Relacje z najważniejszych zawodów w aplikacji Sport.pl Live na iOS , na Androida i Windows Phone
Nene kontuzji doznał w niedzielnym meczu z Cleveland Cavaliers. W trzeciej kwarcie Brazylijczyk boleśnie zderzył się z rozgrywającym drużyny rywali Jarrettem Jackiem. Nie był w stanie samodzielnie chodzić. Do szatni doskoczył na jednej nodze. W poniedziałek miał badanie rezonansem magnetycznym, które wykluczyło zerwanie lub naderwanie więzadeł w kolanie, czego najbardziej się obawiano (oznaczałoby to koniec sezonu dla niego). Koszykarz ma "tylko" skręcone więzadło przyboczne przyśrodkowe w lewym kolanie. W lakonicznym oświadczeniu Wizards napisano, że ma wrócić do gry za mniej więcej sześć tygodni, czyli na ostatnie mecze sezonu regularnego.
Bez Nene nie potrafią wygrywać
Strata Nene to spory problem dla walczących o jak najlepsze miejsce przed play-off Wizards. Brazylijczyk jest jednym z liderów drużyny. Średnio rzuca 14,2 punktu, ma 5,8 zbiórki na mecz i wydatnie przyczynił się do tego, że zespół z bilansem 28-28 zajmuje piąte miejsce na wschodzie.
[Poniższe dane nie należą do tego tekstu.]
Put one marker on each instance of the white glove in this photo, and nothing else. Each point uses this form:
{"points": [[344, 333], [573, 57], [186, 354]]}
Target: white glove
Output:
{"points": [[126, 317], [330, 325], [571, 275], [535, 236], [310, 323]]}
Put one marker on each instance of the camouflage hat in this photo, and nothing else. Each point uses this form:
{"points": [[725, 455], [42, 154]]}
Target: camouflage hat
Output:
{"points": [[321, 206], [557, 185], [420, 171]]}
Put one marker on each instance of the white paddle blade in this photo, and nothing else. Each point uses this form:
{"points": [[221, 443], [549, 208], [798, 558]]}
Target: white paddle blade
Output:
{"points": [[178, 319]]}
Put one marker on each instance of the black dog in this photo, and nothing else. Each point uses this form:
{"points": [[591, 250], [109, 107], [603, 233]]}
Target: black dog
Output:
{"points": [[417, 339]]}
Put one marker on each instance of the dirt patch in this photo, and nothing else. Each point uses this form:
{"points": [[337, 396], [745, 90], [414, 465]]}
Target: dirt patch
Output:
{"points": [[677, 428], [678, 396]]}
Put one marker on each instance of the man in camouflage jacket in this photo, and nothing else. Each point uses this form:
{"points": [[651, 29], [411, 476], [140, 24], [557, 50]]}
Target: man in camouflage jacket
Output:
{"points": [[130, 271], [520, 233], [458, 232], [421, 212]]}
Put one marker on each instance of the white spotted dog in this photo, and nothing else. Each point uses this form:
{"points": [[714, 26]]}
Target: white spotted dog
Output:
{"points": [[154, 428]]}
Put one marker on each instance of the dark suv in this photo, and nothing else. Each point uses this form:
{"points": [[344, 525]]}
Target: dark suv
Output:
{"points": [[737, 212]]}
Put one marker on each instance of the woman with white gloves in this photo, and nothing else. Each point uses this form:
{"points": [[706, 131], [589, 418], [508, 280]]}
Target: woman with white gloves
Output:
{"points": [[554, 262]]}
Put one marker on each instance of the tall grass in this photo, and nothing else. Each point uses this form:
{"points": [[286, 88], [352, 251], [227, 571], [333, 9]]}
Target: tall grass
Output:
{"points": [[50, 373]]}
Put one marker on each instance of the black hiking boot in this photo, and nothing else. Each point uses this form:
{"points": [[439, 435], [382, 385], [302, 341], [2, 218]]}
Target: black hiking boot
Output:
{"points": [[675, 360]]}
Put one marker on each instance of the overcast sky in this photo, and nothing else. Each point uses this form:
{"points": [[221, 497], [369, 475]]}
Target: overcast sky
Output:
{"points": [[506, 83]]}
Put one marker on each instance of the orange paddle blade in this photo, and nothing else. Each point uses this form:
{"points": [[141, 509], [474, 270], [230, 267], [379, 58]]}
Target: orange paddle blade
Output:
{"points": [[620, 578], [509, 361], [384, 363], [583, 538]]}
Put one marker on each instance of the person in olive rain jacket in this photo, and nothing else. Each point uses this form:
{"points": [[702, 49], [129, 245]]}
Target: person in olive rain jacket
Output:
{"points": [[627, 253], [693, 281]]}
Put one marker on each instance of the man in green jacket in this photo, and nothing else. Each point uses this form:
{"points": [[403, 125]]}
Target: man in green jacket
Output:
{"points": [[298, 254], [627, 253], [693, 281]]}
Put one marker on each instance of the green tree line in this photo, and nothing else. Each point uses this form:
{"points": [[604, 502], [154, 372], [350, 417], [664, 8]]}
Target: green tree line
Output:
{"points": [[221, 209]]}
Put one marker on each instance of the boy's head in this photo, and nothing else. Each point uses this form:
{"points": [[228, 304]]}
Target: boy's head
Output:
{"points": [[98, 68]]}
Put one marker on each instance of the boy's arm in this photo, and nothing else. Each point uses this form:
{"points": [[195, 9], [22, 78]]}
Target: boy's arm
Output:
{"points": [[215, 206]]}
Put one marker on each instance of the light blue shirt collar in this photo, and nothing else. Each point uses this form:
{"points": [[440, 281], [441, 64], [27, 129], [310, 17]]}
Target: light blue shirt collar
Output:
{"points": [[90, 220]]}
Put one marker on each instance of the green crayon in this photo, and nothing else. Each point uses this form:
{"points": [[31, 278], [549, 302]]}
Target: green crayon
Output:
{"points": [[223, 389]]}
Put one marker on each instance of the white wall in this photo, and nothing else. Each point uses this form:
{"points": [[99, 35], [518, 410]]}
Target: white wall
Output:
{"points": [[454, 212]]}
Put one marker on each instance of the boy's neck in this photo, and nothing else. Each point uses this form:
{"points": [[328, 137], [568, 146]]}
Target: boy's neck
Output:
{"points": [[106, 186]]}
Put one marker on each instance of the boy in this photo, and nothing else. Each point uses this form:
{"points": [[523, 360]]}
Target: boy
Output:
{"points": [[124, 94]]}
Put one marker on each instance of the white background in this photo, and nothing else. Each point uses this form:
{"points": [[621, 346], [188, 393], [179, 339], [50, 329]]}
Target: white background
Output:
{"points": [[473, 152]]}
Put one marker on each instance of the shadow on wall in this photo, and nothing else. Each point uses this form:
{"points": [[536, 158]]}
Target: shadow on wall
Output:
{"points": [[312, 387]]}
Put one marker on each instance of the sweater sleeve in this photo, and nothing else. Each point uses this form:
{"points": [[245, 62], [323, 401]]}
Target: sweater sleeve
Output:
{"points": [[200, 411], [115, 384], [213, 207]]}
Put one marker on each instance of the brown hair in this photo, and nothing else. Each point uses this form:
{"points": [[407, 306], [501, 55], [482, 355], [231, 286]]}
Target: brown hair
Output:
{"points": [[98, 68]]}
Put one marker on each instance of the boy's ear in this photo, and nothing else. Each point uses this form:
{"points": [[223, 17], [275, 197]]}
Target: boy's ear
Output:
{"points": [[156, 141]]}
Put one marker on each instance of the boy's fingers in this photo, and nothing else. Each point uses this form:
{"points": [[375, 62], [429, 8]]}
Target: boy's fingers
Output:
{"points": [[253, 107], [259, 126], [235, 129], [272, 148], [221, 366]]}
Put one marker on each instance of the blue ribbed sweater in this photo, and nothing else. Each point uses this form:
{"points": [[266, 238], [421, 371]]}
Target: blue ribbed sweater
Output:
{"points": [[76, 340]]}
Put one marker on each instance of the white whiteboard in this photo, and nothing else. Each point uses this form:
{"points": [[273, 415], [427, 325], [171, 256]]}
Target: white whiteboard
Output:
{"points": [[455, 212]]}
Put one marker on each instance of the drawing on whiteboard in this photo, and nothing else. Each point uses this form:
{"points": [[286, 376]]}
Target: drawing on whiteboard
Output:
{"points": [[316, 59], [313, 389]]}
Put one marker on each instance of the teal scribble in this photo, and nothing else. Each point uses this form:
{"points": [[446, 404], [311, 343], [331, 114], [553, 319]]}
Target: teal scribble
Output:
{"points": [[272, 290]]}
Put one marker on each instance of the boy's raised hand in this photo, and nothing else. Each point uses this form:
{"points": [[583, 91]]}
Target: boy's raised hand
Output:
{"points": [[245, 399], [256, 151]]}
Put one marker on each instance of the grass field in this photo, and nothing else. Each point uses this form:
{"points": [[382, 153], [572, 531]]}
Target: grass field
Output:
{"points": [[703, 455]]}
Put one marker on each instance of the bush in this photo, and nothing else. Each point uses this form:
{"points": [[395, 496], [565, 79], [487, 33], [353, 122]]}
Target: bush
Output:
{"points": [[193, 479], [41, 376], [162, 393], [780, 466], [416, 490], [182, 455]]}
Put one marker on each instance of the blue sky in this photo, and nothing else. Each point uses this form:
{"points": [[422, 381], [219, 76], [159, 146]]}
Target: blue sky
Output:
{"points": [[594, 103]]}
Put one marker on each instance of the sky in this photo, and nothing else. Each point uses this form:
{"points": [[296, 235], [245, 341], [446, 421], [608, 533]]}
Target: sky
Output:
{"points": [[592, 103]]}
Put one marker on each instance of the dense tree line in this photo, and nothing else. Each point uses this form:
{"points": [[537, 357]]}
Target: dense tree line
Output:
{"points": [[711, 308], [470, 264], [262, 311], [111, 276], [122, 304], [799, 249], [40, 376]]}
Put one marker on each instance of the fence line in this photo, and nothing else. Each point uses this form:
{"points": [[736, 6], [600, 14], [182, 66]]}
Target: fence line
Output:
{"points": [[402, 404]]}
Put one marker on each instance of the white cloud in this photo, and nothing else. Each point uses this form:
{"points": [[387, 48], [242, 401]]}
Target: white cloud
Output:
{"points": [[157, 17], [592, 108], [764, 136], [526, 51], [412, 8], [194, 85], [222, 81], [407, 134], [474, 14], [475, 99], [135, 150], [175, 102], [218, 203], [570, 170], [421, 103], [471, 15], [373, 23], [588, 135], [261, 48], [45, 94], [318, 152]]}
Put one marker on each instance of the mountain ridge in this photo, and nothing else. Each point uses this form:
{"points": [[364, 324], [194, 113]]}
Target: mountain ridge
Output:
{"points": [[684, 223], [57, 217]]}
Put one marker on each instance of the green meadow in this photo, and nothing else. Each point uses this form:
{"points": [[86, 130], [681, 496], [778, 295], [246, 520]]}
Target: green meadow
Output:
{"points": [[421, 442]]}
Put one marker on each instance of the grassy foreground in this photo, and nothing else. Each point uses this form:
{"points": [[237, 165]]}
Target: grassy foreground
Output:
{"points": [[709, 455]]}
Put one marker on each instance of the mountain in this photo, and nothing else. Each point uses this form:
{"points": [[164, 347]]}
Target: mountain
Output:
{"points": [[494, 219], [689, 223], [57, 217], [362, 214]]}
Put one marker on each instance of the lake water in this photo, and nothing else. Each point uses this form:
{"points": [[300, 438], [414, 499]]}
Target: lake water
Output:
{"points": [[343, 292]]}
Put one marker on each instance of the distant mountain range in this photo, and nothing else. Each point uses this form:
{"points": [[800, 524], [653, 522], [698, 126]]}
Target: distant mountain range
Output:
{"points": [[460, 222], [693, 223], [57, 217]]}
- To wielka strata, bo to jeden z naszych najlepszych graczy. Będzie nam bardzo ciężko, ale musimy walczyć dalej. Mamy zawodników, którzy są w stanie go zastąpić - mówi rzucający Bradley Beal.
Wizards bez Nene wygrywać za bardzo nie potrafią . Odkąd Brazylijczyk dołączył do zespołu w marcu 2012 roku, Wizards wygrali tylko osiem z 42 meczów, gdy Nene był poza grą. Z nim na parkiecie mają bilans 60-61. W tym sezonie jest podobnie - Brazylijski podkoszowy opuścił osiem meczów, a jego zespół wygrał tylko jeden z nich.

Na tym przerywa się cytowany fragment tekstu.